Ash Imani is thoroughly enjoying the Asian Cup, except for one major dilemma – which side should you be on when you’re caught between cultural pride and national solidarity?
The Asian Cup is in town! Hordes of sports-mad Australians from a variety of cultural backgrounds are given the opportunity to wear their jerseys, paint their faces and wave their flags, supporting their countries of origin in the quest for football glory.
For many, though, a tournament like the Asian Cup that is structured around national identity forces a blurring of the lines between cultural pride and national solidarity in a rather uncomfortable way.
As Australian football fans, when the Socceroos compete, we wear our green and gold with pride. The blurred line between cultural and national pride isn’t given a second thought. It’s not even noticed. When your support has to manifest itself in shouting the name of a country with a history of violent oppression, however, this line presents itself as a hard slap in the face of your identity.
When the Iranian national football team arrived in Australia for the Asian Cup , expat Iranian-Australians turned out in droves to show their support. Iranians of all religious and ethnic backgrounds came out to celebrate their football heroes. The joyous displays of cultural pride after Iran’s matches in Sydney, Melbourne and Brisbane had to be seen to be believed: a perfect example of the cultural pluralism that makes this country so great.
As an Australian of Iranian background, I attended one of the Asian Cup matches and celebrated the win in a show of support and cultural solidarity, but I was left with a sense of unease.

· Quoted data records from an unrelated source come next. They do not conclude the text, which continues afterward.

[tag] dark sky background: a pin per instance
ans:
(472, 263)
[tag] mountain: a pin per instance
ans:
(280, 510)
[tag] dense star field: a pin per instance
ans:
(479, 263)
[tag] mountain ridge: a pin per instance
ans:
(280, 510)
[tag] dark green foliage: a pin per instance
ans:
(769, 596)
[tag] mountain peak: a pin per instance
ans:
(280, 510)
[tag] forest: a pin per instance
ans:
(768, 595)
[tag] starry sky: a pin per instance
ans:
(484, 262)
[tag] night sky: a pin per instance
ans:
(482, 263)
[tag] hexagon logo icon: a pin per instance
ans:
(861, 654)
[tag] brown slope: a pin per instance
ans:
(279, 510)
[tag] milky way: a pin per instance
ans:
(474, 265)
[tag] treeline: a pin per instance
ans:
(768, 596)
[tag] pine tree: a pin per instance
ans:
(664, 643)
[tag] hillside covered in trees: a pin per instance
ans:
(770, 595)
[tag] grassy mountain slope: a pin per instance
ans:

As the cultural celebrations inevitably rallied around the flag of a country that systematically oppresses its citizens and denies them their basic human rights, I felt myself cheering from a distance.
There were no overtly political actions displayed at the matches. This was not a conscious display of solidarity with, or opposition to, the Iranian government, by any means. The fact that Iranian-Australians from all walks of life, religious and political persuasions, including those who have historically suffered at the hands of the regime, were dancing and celebrating together with unbridled joy shows that the spectacle couldn’t be reduced to a dichotomy of regime support versus opposition. The plurality of support for the Iranian national team is as a perfect example of the separation of sport from global politics.

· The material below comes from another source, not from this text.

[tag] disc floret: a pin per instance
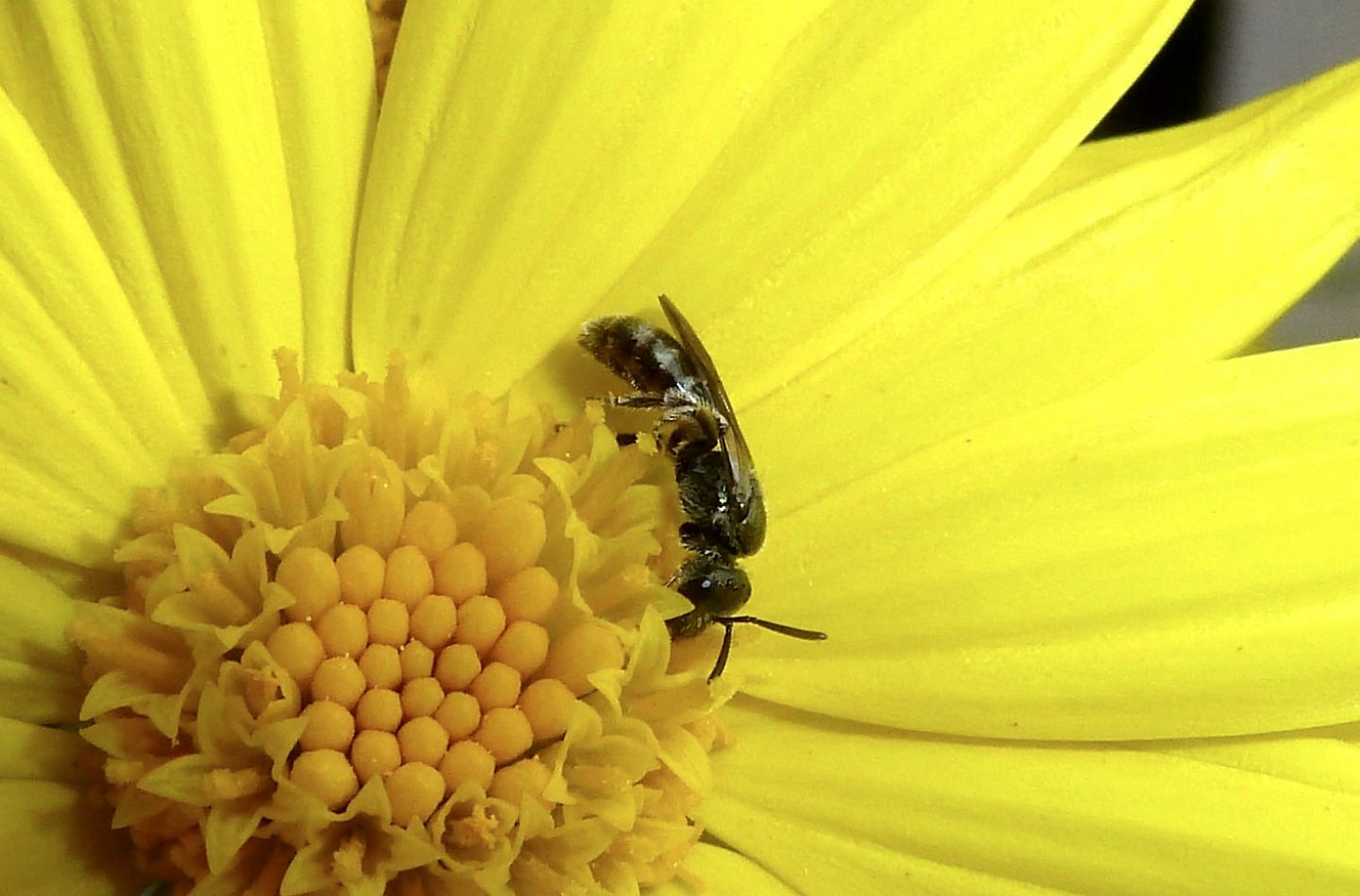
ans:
(389, 639)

For me, however, there was a political element to the celebrations that I couldn’t ignore, despite my best efforts.
That women were celebrating freely, unveiled, in Western-style “revealing” clothes and make up, stood in stark contrast to the banning of women from sporting events in Iran and the harsh punishment of women under the so-called “modesty laws.
That supporters of the opposite sex were dancing together and embracing each other freely and without fear stood in stark contrast to the punishment of “co-mingling” in Iran.
Most potently, I couldn’t escape the fact that the Asian Cup revellers were celebrating in a country where they were free to express their political beliefs, practice their religions and live their lives unfettered, whilst many of their relatives and fellow “countrymen and women” were being brutally persecuted and imprisoned, often murdered, for their political and religious beliefs and the simple act of being their authentic selves.
I couldn’t ignore the fact that in order to celebrate the country’s win in the manner in which they were, many of them had to risk their lives to escape the very country whose flag they were now waving proudly. This juxtaposition of unabashed freedoms being exercised in Australia and the brutal suppression of those very same freedoms in Iran was an integral part of my experience.
In many ways I saw their celebration as an act of defiance: a proverbial middle-finger to the Iranian regime. The scenes of jubilation are ironically the very scenes that the government of Iran seeks to censor and punish. Ask your average Iranian-Australian “where they’re from” and they’re likely to tell you that they’re “Persian” in an effort to separate their cultural identity from their national shame.
Is there a point at which these expressions of cultural pride – manifesting themselves in the overt displaying of symbols under which scores of people have been oppressed and murdered – blend into an act of complicity with the nation these sporting heroes are purporting to represent?
Is there a point at which chanting the name of the country representing your cultural identity begins to blend into a chant of solidarity with an oppressive regime to the eyes and ears of the watching world – a world that may not appreciate the nuanced differences between cultural pride and national solidarity.
Whenever tournaments like the Asian Cup are organised, there is a demand that the fans and the players separate the joy of the sport from the murky politics of the participating nations; an invitation to get out and support the teams, have a good time and leave the politics at home.
For many it comes easy, but for some of us, there’s a lot more going on than just a fun night out at the football.